The persistent disconnect between robust biofilm activity and suboptimal hydrogen output in MECs stems from multiple factors that disrupt electron flow from anode to cathode. Biofilm architecture, particularly thickness more than 50–100 µm, induces severe mass transfer constraints, where substrate starvation and proton accumulation create an acidic environment, which leads to the inactivation of inner layers.
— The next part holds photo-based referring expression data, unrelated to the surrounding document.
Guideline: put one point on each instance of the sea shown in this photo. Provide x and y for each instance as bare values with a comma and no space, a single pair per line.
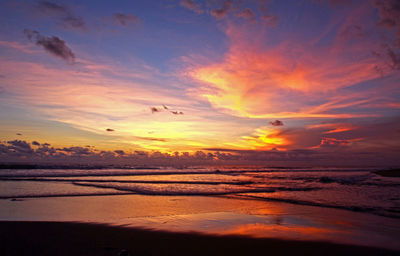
347,205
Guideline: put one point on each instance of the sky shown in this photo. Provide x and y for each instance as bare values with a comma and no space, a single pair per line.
296,82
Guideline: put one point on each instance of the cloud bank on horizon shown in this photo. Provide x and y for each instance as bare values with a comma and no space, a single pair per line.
248,79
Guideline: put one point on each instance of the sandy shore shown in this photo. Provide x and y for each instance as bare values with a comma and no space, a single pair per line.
66,238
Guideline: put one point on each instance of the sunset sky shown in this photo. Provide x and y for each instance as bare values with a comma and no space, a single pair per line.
294,78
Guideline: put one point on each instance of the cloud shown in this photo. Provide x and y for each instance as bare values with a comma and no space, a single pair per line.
155,110
331,152
247,13
389,14
53,45
276,123
125,19
62,13
119,152
256,81
266,16
332,142
223,11
151,138
191,5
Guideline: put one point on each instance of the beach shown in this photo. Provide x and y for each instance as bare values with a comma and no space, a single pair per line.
198,211
66,238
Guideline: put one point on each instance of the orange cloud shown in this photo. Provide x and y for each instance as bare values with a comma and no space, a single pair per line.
333,128
280,81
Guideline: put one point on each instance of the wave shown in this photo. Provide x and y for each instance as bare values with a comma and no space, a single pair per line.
16,197
141,172
181,191
134,181
392,213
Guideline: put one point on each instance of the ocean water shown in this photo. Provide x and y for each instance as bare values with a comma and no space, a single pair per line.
357,190
353,206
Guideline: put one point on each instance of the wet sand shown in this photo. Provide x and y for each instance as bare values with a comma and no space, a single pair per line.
69,238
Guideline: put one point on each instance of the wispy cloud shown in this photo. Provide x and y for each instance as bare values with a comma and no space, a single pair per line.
192,5
125,19
54,45
62,13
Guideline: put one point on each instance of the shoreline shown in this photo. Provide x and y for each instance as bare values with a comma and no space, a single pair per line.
74,238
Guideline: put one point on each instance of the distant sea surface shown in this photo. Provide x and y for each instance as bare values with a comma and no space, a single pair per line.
359,190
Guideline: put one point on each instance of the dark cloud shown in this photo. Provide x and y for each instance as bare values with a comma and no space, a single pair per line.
19,146
192,5
53,45
331,152
353,31
155,110
62,13
76,151
276,123
247,14
223,11
389,18
389,13
151,138
125,19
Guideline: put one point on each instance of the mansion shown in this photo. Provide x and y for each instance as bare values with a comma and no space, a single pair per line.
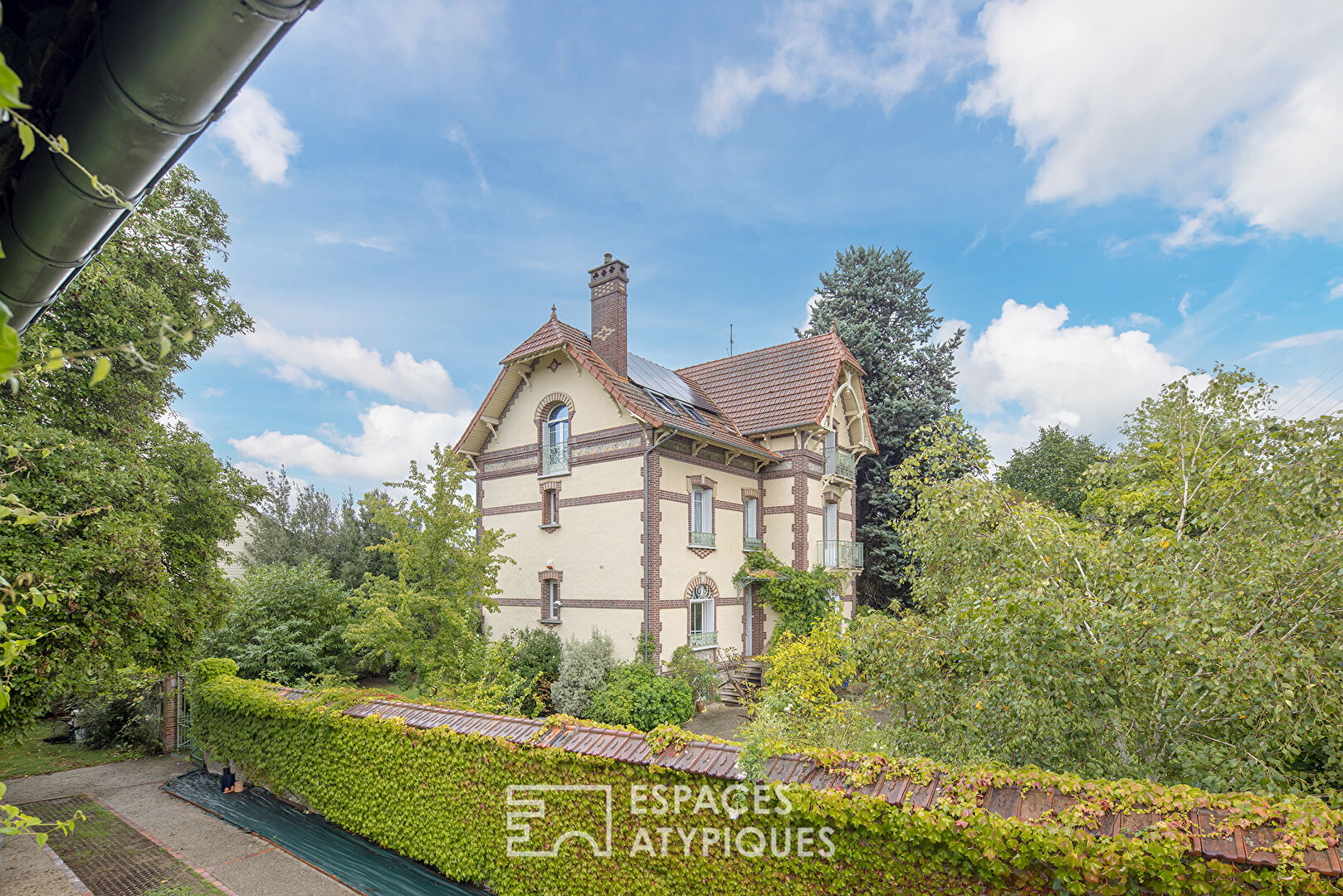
632,490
Concurrently, electron transfer efficiency and hydrogen production efficiency are compromised by redox imbalances at the anode interface, ohmic losses from electrolyte resistance, and the diversion of electrons toward methanogens rather than hydrogen evolution. These factors collectively decouple metabolic activity from measurable current, revealing that biofilm viability alone cannot guarantee system performance. Advanced monitoring and characterization techniques are pivotal in diagnosing these issues. The techniques include electrochemical methods such as CV, EIS, and LSV, which quantify electron transfer kinetics and resistive losses; imaging tools such as CLSM, SEM, and AFM used to visualize stratified biofilms and dead zones; and multi-omics approaches, which can decode genetic imbalances like upregulated methanogenic hydrogenases. These diagnostics transform observational anomalies into actionable targets, revealing that biofilm viability alone cannot predict system performance.

Strategies to bridge this gap can make the entire system efficient. Advanced electrode materials like graphene-CNT hybrids enhance microbial adhesion and shorten electron transfer paths, boosting current densities by 2.6–4.3-fold. Optimizing the process, including pulsed voltage regimes, reactor mixing, and 3D-printed microchannel anodes, can mitigate mass transfer barriers and maintain electroactive biofilms. Biological interventions, such as selective methanogen suppression (e.g., 2-BES inhibitors increasing H₂ yield by 145%) and bioaugmentation with Geobacter, further redirect electrons toward hydrogen production.

Future advancements demand integrated approaches. Future systems need built-in sensors to track biofilm behavior and nutrient flow. Real-time diagnostics combining microsensors, OCT, and machine learning could dynamically map biofilm metabolism and transport limitations, enabling predictive control. Engineered synthetic consortia, programmed via genetic circuits to optimize EET pathways or EPS management, may sustain electroactivity under industrial conditions. Ultimately, translating MECs into viable energy solutions requires the co-design of materials, microbiology, and reactor engineering, prioritizing not only peak performance but also economic viability and long-term resilience for the conversion of organic substrates to hydrogen valorization. Collectively, this review reframes the MEC performance problem through a system-level diagnostic lens. Rather than viewing biofilm growth, electron transfer, and hydrogen evolution as separate elements, it connects them via a measurable BSEE metric. Integrating electrochemical (CV, EIS), microelectrode (pH/redox profiling), and omics (gene/protein expression) data provides the basis for real-time mapping of energy losses and redox imbalances. This conceptual framework offers a path to predictive control of MEC operation, where dynamic feedback between microbial metabolism and electrochemical signals can optimize hydrogen yield while minimizing internal resistance. In summary, MECs bridge environmental protection and renewable energy generation, aligning with SDGs 6 and 7. Their dual role in wastewater treatment and hydrogen production underscores their relevance for sustainable development.